Tutto il Libano è senza elettricità: «Il blackout totale potrebbe durare per giorni»

La rete elettrica è stata completamente bloccata dopo che i due principali impianti del Paese, Al-Zahrani e Deir Ammar, hanno esaurito il combustibile

Il Libano è al buio: il Paese dei Cedri si trova immerso in un blackout totale. La rete elettrica è stata completamente bloccata dopo che i due principali impianti del Paese, Al-Zahrani e Deir Ammar, hanno esaurito il combustibile. Secondo fonti governative citate dall’agenzia di stampa Reuters il blackout potrebbe durare per alcuni giorni. Senza le centrali di Al Zahrani e Deir Amar la produzione nazionale di energia è diminuita di 200 megawatt. La compagnia elettrica statale libanese (Electricité du Liban – Edl) sta conducendo alcune manovre per ricostruire manualmente la rete elettrica, in assenza del centro di controllo nazionale che è andato distrutto durante l’esplosione del porto di Beirut del 4 agosto del 2020.


Beirut al buio

Di recente il paese era stato vittima di un blackout totale durante il voto di fiducia del Parlamento al nuovo governo guidato dal premier Najib Miqati. Per alcuni minuti l’elettricità fornita da generatori di corrente ha lasciato al buio la sala del teatro Unesco, dove da mesi si riunisce il parlamento in forma provvisoria per proteggere l’integrità dei deputati messa a rischio da insistenti proteste popolari nei pressi della storica e centrale sede dell’emiciclo di Place de l’Etoile. Il Libano al collasso economico vive da mesi una prolungata penuria di servizi essenziali tra cui carburante ed elettricità.
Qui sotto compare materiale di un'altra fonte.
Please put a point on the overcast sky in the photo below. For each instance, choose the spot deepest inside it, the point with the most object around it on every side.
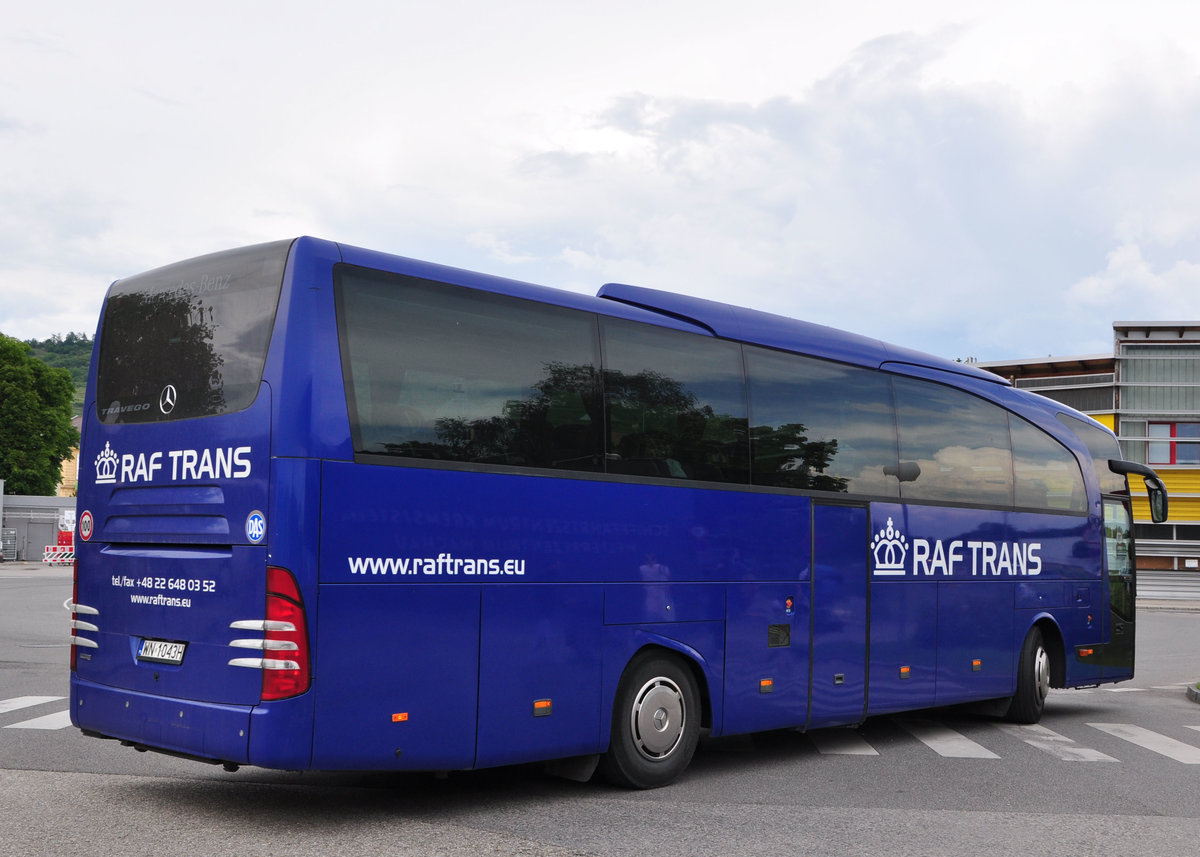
(972, 179)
Il Libano, attualmente alle prese con una delle peggiori crisi economiche della storia moderna, è afflitto da carenza di carburante negli ultimi mesi. I cittadini si affidano ai generatori privati per avere l’energia elettrica. Edl, ha scritto nei giorni scorsi Reuters, può generare meno di 500 megawatt dall’olio combustibile che si è assicurata attraverso un accordo con l’Iraq. Le riserve hanno raggiunto un punto critico lo scorso settembre ed erano già all’epoca esaurite in alcuni impianti. La rete ha subito sette blackout totali lo scorso mese. L’Iraq ha firmato un accordo a luglio che consente al governo libanese, a corto di liquidità, di pagare 1 milione di tonnellate di olio combustibile pesante all’anno in beni e servizi.